I’ve heard a lot of atheists hypothesize that one of the reasons religion was invented was because people had to manage their fear of death.  If people believe that they will continue to live on in some fashion after death, it mitigates their fear of death.  Can the fear of death explain the origin of religion, or the origin of religious faith in people today?  Perhaps, but three points should be made.  

First, not all religions include conscious existence beyond the grave.  For example, in many Eastern religions absorption into the One (personal extinction) is the end of all things.  Clearly immortality is not the motivation for those religions and religious practitioners.  
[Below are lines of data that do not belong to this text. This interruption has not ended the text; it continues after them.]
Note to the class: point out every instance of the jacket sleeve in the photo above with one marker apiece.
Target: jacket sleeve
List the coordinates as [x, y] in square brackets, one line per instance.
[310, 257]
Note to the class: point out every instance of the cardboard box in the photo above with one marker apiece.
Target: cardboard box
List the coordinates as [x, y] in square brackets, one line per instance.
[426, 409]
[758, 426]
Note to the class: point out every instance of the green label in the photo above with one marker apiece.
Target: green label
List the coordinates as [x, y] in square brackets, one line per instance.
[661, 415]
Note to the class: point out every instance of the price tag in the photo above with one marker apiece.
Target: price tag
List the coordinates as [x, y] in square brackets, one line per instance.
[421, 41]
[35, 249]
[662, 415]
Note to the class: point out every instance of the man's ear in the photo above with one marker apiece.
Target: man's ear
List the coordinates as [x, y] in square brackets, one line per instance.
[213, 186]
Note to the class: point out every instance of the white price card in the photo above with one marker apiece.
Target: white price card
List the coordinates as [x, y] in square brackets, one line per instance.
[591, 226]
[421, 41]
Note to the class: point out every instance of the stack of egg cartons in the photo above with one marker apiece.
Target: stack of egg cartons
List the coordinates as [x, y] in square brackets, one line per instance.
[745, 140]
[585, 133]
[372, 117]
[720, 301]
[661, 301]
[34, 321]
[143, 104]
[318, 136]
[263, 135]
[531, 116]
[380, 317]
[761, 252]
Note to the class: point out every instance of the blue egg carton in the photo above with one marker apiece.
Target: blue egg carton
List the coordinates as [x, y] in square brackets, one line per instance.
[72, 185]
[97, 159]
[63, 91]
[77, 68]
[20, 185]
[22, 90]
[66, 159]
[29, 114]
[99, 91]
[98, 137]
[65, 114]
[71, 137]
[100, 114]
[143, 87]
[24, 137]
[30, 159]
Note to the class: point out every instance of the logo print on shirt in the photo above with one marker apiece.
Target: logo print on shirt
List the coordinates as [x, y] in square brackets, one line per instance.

Secondly, so what?  Even if the origin of religious belief in humans is motivated by a fear of death and desire for personal immortality, that tells us nothing about whether or not religion is true or false or whether there is life beyond the grave.  Maybe humans fear death because it is unnatural (having originally been created by God for immortal life), and maybe humans desire immortality because we are immortal souls.  Simply identifying a motivation to believe X does nothing to tell us whether X is true or not. 
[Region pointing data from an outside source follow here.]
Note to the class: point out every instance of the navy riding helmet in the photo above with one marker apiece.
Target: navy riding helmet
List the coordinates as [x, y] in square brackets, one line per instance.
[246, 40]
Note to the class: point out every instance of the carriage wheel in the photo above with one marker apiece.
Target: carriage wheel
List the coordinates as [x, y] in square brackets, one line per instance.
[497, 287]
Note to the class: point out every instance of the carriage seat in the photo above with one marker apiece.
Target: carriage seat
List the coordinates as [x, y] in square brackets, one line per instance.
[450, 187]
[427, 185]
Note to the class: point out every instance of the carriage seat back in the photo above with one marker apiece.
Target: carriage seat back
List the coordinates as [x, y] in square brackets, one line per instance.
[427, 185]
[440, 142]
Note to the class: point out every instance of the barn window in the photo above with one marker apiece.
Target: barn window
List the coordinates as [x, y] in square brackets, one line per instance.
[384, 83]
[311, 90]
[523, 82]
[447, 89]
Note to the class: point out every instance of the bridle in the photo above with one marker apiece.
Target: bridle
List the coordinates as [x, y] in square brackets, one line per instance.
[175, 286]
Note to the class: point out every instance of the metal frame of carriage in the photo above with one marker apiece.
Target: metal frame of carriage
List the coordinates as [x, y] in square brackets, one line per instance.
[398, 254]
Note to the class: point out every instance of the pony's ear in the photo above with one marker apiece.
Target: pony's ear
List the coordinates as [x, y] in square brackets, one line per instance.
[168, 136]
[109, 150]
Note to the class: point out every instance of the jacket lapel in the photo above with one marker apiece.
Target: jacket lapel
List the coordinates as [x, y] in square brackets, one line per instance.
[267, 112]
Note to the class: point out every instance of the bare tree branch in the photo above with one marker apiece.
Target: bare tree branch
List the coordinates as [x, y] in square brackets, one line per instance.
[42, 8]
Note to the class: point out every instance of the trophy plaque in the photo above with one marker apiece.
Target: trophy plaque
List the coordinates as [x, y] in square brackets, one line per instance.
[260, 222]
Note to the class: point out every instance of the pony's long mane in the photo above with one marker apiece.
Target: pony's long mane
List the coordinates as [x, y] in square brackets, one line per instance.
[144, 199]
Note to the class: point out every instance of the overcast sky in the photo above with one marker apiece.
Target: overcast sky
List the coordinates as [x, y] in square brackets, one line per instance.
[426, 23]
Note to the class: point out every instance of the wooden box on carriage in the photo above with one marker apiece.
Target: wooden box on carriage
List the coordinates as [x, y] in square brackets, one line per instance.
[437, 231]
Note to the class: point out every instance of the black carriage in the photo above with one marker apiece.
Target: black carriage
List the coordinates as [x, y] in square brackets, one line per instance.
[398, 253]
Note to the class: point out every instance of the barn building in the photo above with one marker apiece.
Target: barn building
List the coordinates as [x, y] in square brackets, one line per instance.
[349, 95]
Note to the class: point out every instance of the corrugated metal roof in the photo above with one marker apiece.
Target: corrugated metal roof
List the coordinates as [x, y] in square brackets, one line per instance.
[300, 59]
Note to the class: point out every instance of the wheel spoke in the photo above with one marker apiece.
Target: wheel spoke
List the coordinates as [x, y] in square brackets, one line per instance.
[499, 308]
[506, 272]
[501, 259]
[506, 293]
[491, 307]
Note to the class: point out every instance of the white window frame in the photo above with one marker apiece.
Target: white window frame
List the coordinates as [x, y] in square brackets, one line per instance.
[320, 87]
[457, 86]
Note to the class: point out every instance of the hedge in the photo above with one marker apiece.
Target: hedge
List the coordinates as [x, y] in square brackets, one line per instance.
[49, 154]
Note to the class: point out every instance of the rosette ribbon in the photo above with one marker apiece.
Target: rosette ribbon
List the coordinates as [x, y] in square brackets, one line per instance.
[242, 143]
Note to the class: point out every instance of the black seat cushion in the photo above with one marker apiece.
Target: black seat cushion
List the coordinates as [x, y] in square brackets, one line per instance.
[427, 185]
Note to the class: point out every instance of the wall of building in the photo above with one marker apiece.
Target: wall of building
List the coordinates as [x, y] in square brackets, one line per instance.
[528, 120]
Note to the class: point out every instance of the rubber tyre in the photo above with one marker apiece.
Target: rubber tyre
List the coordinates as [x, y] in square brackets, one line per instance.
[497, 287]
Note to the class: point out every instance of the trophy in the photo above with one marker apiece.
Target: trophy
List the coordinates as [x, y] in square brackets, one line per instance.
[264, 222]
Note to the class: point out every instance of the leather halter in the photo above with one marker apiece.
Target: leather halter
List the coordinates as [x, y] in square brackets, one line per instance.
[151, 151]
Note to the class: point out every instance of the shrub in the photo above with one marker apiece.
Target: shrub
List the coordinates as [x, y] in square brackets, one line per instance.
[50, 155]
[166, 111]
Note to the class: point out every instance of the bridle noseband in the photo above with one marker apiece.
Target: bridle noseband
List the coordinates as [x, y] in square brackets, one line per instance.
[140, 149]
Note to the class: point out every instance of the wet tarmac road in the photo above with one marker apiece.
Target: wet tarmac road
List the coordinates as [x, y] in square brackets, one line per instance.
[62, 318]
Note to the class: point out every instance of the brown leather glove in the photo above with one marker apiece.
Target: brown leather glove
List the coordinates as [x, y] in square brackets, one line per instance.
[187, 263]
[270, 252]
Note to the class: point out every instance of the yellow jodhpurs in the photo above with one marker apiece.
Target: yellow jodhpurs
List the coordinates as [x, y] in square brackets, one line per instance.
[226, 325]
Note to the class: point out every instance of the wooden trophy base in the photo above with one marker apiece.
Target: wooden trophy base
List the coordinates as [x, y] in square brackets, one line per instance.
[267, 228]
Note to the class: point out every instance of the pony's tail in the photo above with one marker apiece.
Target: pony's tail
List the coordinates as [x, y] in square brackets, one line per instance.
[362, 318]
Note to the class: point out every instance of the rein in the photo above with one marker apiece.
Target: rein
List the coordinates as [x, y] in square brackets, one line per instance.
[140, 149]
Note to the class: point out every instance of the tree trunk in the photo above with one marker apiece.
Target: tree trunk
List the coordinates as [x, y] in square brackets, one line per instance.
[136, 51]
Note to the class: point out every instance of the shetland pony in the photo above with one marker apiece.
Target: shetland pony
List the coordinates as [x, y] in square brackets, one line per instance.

Thirdly, not all believers who follow religious traditions that offer immortality necessarily want immortality, and not all believers who follow religious traditions that offer immorality chose to follow that tradition because they feared death and/or wanted immortality.  In the way of a personal testimony, while I think heaven will be a great place, and I’d much rather go there than go to hell, I did not become a Christian because I feared death or wanted immortality.  Truth be told, part of me would prefer personal extinction upon death rather than an afterlife.  

So for all the atheists out there, when it comes to debating religion, focus on trying to demonstrate that religion is false before you try to speculate as to how people came to believe false ideas. Put another way, philosophize before you psychoanalyze.